Doch ich möchte mich nicht in weite Perspektiven verlieren, es liegt mir nur daran, von einem Ewigkeitsproblem auf ein Zeitphänomen hinzuführen, von der Sexualität einer möglichen Zivilisation zur Sexualität jener fröhlichen Barbarei, in der wir leben und voraussichtlich auch sterben werden.

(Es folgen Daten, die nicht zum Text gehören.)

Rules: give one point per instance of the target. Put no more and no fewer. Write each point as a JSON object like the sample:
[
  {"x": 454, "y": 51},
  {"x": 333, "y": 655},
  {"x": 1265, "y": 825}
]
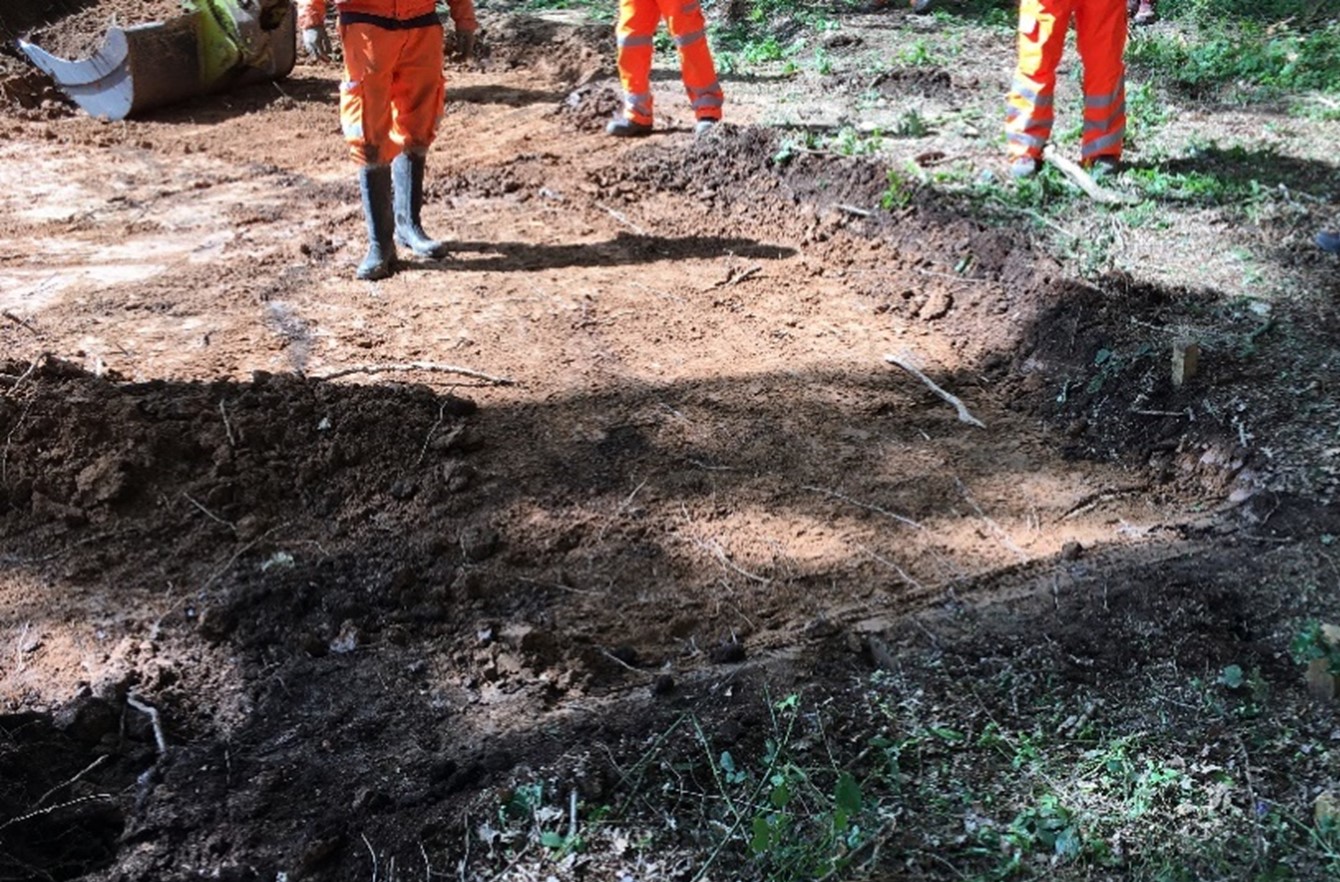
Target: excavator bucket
[{"x": 217, "y": 46}]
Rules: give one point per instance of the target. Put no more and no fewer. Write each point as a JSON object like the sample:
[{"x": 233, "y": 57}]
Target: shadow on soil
[
  {"x": 362, "y": 613},
  {"x": 386, "y": 623}
]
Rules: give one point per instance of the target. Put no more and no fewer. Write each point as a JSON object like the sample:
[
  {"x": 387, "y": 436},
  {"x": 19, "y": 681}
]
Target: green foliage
[
  {"x": 797, "y": 821},
  {"x": 1242, "y": 54},
  {"x": 1311, "y": 644},
  {"x": 899, "y": 192}
]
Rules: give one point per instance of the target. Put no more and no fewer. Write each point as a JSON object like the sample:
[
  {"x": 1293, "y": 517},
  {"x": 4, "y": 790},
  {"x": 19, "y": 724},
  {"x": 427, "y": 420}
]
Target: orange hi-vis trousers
[
  {"x": 1100, "y": 36},
  {"x": 393, "y": 93},
  {"x": 638, "y": 20}
]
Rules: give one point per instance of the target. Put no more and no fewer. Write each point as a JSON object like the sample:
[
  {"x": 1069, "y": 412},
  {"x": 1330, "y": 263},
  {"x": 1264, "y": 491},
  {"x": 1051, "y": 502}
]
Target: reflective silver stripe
[
  {"x": 638, "y": 103},
  {"x": 1025, "y": 90},
  {"x": 1103, "y": 101},
  {"x": 688, "y": 38},
  {"x": 1106, "y": 122},
  {"x": 1103, "y": 145},
  {"x": 1019, "y": 137}
]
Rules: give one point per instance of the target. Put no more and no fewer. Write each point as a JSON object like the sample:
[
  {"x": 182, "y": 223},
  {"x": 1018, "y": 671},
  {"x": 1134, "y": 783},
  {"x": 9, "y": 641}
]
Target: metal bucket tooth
[{"x": 161, "y": 63}]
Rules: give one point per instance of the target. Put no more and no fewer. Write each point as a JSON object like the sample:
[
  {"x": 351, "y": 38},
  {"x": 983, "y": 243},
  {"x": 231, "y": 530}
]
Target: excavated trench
[{"x": 365, "y": 611}]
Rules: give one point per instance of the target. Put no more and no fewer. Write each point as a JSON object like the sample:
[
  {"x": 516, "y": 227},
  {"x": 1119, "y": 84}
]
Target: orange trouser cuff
[
  {"x": 1100, "y": 38},
  {"x": 638, "y": 22},
  {"x": 393, "y": 91}
]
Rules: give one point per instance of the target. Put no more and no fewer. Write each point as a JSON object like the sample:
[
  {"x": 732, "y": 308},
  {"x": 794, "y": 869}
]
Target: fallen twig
[
  {"x": 996, "y": 528},
  {"x": 228, "y": 426},
  {"x": 56, "y": 807},
  {"x": 734, "y": 278},
  {"x": 22, "y": 322},
  {"x": 964, "y": 414},
  {"x": 432, "y": 367},
  {"x": 152, "y": 712},
  {"x": 209, "y": 514},
  {"x": 86, "y": 770},
  {"x": 618, "y": 661},
  {"x": 866, "y": 506},
  {"x": 1086, "y": 181},
  {"x": 622, "y": 219},
  {"x": 718, "y": 552}
]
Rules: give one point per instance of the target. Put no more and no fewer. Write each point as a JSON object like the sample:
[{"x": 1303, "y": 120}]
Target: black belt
[{"x": 426, "y": 20}]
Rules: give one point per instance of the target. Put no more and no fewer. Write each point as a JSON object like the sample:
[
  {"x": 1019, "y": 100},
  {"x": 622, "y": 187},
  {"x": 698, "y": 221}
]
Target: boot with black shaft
[
  {"x": 408, "y": 174},
  {"x": 375, "y": 184}
]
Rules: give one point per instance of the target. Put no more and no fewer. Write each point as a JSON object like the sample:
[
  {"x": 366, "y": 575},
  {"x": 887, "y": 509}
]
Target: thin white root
[
  {"x": 432, "y": 367},
  {"x": 153, "y": 719},
  {"x": 1086, "y": 181},
  {"x": 964, "y": 414}
]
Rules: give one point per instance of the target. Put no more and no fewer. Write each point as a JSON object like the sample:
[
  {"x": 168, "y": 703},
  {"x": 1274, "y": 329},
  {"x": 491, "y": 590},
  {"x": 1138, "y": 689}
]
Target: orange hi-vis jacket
[
  {"x": 395, "y": 14},
  {"x": 1100, "y": 28}
]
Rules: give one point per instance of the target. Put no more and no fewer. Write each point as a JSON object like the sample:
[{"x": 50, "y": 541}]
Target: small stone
[
  {"x": 1186, "y": 361},
  {"x": 479, "y": 543},
  {"x": 728, "y": 653}
]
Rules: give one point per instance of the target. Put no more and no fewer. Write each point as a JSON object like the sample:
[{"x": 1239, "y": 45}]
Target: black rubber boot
[
  {"x": 375, "y": 184},
  {"x": 408, "y": 174}
]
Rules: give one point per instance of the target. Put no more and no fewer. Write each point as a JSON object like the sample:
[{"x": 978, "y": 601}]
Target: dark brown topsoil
[{"x": 359, "y": 614}]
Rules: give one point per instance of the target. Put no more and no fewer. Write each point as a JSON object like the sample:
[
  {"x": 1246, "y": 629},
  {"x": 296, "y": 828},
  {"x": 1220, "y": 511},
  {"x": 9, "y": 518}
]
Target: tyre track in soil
[{"x": 696, "y": 452}]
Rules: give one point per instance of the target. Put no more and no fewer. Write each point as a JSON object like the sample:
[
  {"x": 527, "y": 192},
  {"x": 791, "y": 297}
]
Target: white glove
[
  {"x": 465, "y": 44},
  {"x": 316, "y": 43}
]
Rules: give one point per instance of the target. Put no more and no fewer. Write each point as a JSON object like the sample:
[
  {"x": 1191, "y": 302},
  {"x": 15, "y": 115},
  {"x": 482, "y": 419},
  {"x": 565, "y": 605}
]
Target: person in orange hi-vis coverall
[
  {"x": 1100, "y": 35},
  {"x": 638, "y": 20},
  {"x": 390, "y": 106}
]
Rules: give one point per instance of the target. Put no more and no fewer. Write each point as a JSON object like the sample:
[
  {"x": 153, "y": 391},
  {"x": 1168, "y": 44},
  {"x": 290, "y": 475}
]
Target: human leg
[
  {"x": 1029, "y": 103},
  {"x": 1100, "y": 28}
]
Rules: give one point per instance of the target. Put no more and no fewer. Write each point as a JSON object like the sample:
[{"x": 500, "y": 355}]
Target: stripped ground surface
[{"x": 312, "y": 578}]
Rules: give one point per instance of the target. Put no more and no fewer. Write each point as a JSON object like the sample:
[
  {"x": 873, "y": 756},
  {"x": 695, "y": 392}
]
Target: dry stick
[
  {"x": 866, "y": 506},
  {"x": 618, "y": 661},
  {"x": 410, "y": 366},
  {"x": 428, "y": 438},
  {"x": 22, "y": 322},
  {"x": 714, "y": 547},
  {"x": 51, "y": 808},
  {"x": 153, "y": 719},
  {"x": 893, "y": 566},
  {"x": 26, "y": 374},
  {"x": 622, "y": 219},
  {"x": 371, "y": 853},
  {"x": 1086, "y": 181},
  {"x": 733, "y": 278},
  {"x": 964, "y": 416},
  {"x": 86, "y": 770},
  {"x": 996, "y": 528},
  {"x": 228, "y": 426},
  {"x": 8, "y": 440},
  {"x": 209, "y": 514}
]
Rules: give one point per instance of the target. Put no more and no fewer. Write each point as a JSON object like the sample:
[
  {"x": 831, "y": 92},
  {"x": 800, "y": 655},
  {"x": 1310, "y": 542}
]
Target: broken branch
[
  {"x": 1086, "y": 181},
  {"x": 430, "y": 367},
  {"x": 152, "y": 712},
  {"x": 964, "y": 414}
]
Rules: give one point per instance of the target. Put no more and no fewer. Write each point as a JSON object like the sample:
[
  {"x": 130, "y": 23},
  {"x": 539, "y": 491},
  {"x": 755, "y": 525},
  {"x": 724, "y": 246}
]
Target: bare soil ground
[{"x": 657, "y": 469}]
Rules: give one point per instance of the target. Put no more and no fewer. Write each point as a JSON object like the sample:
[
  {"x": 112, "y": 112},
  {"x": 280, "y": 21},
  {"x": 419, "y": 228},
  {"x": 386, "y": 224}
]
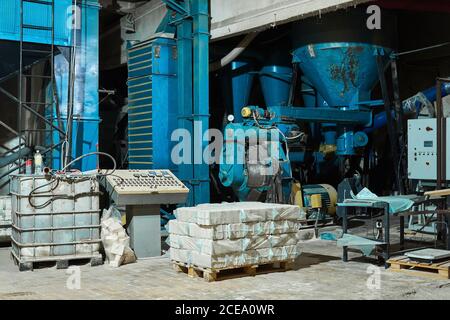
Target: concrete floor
[{"x": 318, "y": 274}]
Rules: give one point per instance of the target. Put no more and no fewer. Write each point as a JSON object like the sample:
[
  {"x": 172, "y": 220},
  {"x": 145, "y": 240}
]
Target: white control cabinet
[{"x": 422, "y": 149}]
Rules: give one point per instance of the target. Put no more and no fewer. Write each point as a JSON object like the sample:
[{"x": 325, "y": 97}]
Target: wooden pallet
[
  {"x": 210, "y": 275},
  {"x": 62, "y": 262},
  {"x": 404, "y": 264}
]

Nach uns die Sintflut oder der Garten Eden – des Menschen Blume ist die Gegenwart, und das Signum dieser Gegenwart ist die unzivilisierte Sexualität, deren Merkmale nicht in einem schwarzen Kaffernkraal, sondern in unserm frisch aufblühenden Gemeinwesen Berlin am deutlichsten zu beobachten sind.

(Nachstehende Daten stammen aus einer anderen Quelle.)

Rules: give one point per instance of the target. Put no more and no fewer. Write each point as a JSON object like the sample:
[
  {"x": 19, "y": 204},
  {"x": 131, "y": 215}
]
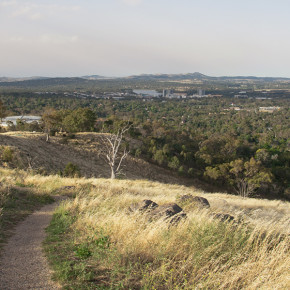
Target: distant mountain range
[{"x": 144, "y": 77}]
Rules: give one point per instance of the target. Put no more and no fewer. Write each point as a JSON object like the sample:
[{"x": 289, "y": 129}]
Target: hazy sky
[{"x": 125, "y": 37}]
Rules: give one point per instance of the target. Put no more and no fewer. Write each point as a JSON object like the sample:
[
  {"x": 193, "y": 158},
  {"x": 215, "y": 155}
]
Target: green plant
[
  {"x": 7, "y": 154},
  {"x": 71, "y": 170}
]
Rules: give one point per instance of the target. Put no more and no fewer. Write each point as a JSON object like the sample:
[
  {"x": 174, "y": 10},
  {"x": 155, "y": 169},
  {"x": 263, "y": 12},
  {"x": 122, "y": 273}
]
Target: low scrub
[{"x": 94, "y": 242}]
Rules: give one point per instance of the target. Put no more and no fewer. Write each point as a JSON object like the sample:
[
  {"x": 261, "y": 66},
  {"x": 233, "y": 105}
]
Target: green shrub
[
  {"x": 71, "y": 170},
  {"x": 7, "y": 154}
]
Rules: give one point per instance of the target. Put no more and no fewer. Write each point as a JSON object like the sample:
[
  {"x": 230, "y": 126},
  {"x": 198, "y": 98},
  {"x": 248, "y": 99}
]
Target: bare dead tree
[{"x": 112, "y": 151}]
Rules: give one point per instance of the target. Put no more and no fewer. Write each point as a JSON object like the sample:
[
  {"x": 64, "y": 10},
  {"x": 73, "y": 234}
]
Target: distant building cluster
[
  {"x": 13, "y": 120},
  {"x": 269, "y": 109}
]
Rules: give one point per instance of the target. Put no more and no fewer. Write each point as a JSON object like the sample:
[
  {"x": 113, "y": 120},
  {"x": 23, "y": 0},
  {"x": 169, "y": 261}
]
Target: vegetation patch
[
  {"x": 16, "y": 202},
  {"x": 94, "y": 242}
]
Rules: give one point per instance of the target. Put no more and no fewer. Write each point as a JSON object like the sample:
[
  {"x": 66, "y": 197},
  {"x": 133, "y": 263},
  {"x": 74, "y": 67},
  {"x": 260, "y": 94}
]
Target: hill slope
[{"x": 84, "y": 151}]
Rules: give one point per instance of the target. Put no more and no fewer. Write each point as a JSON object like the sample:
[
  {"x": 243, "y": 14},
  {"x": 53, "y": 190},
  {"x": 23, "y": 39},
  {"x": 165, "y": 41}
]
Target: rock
[
  {"x": 224, "y": 217},
  {"x": 145, "y": 205},
  {"x": 166, "y": 211},
  {"x": 196, "y": 201},
  {"x": 177, "y": 218},
  {"x": 67, "y": 187}
]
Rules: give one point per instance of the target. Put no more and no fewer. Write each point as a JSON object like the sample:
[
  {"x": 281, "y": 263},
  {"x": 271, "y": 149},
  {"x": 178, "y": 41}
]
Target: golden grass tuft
[{"x": 199, "y": 252}]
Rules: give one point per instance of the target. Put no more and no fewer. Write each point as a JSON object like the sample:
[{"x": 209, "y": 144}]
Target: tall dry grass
[{"x": 200, "y": 252}]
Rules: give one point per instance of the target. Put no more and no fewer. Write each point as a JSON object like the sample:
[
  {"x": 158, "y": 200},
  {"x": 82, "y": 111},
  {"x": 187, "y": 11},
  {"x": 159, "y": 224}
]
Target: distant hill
[
  {"x": 95, "y": 82},
  {"x": 8, "y": 79},
  {"x": 187, "y": 76},
  {"x": 96, "y": 77}
]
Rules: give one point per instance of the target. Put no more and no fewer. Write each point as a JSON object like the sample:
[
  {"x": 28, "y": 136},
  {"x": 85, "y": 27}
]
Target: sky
[{"x": 68, "y": 38}]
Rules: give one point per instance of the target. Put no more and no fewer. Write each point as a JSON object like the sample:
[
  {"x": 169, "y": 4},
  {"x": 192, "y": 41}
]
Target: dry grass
[
  {"x": 199, "y": 253},
  {"x": 84, "y": 151}
]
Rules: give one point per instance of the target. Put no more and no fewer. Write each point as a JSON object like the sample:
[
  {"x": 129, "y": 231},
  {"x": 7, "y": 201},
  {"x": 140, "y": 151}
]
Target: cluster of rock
[
  {"x": 173, "y": 213},
  {"x": 170, "y": 212}
]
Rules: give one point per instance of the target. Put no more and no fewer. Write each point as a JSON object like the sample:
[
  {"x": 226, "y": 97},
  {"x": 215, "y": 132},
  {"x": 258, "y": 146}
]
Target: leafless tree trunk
[{"x": 112, "y": 152}]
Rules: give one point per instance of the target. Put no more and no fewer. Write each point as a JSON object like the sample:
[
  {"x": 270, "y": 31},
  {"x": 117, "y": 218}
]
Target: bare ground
[
  {"x": 83, "y": 151},
  {"x": 23, "y": 264}
]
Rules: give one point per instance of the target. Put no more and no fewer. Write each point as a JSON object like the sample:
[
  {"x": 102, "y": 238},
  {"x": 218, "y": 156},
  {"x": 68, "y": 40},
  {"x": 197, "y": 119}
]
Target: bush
[{"x": 7, "y": 154}]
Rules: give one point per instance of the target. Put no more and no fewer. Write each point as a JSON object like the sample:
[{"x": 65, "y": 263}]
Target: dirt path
[{"x": 23, "y": 264}]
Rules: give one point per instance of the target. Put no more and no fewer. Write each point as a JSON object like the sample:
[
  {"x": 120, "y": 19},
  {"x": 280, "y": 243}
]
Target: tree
[
  {"x": 113, "y": 152},
  {"x": 80, "y": 120},
  {"x": 3, "y": 113},
  {"x": 245, "y": 177}
]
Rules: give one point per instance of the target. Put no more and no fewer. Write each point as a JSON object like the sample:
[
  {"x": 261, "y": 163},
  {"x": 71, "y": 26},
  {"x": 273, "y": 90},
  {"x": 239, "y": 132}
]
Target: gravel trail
[{"x": 23, "y": 264}]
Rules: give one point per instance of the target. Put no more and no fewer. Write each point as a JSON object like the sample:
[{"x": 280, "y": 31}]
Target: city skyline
[{"x": 132, "y": 37}]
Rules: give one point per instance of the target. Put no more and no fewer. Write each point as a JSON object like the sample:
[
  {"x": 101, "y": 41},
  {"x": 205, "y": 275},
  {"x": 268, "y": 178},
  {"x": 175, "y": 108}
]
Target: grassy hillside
[
  {"x": 84, "y": 151},
  {"x": 95, "y": 242}
]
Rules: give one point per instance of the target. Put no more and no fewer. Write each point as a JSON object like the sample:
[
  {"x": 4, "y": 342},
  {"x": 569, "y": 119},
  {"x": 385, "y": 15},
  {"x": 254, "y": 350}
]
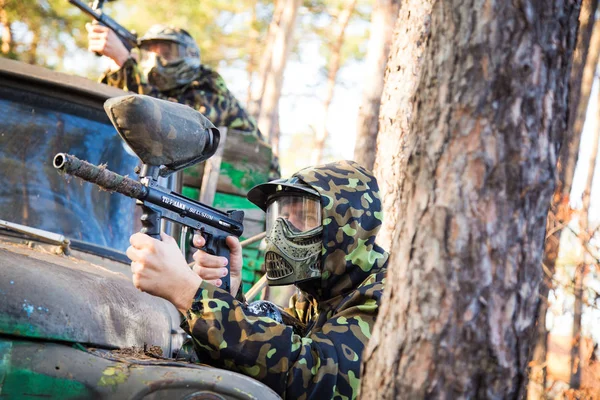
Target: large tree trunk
[
  {"x": 385, "y": 14},
  {"x": 279, "y": 41},
  {"x": 585, "y": 60},
  {"x": 485, "y": 118},
  {"x": 333, "y": 66},
  {"x": 403, "y": 69}
]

»Der zivilisierte Mensch ... kämpft um die Nacktheit der Sexualität.« Lieber Doktor Arnold Hahn, dieser Kampf ist in Groß-Berlin längst entschieden und zwar zugunsten der nackten Sexualität, aber die Zivilisation ist dabei unter den Wagen gekommen. Die trockene These des Aufkläricht: Befriedigung des Geschlechtstriebes sei ebenso natürlich wie Essen und Trinken, war gut gegen die verstaubten Embleme einer bürgerlich verlogenen Idealität, die mit moralischen Taschenspielerkniffen den Unterleib unterschlagen wollte – nun, der Unterleib ist inzwischen wieder entdeckt worden, aber es ist wie immer bei großen Entdeckungen: nach Columbus kommen die Conquistadoren, kommen auch die Landmesser und Kartographen, die braven Pedanten, die das Wissen vom neuen Land popularisieren. Und jetzt haben wir, Hand aufs Herz, eigentlich genug entdeckt, die Formel: »... so natürlich wie Essen und Trinken« hat gesiegt und wird gewissenhaft befolgt; der Fortschritt täte wohl daran, die Siebenmeilenstiefel für eine Weile auszuziehen. Die alte Sittlichkeit ist der ungehemmten Sexualität unterlegen; die Kosten dieses Krieges jedoch zahlt unglücklicherweise der gute Geschmack. Wir wollen ganz gewiss nicht eine Renaissance der mit Recht in den Staub gerungenen antiquierten Moralität, aber bei der Verselbständigung des Unterleibes ist die Nase der leidtragende Teil geworden. Wir sollten die Strapazierfähigkeit dieses nützlichen Organs nicht überschätzen.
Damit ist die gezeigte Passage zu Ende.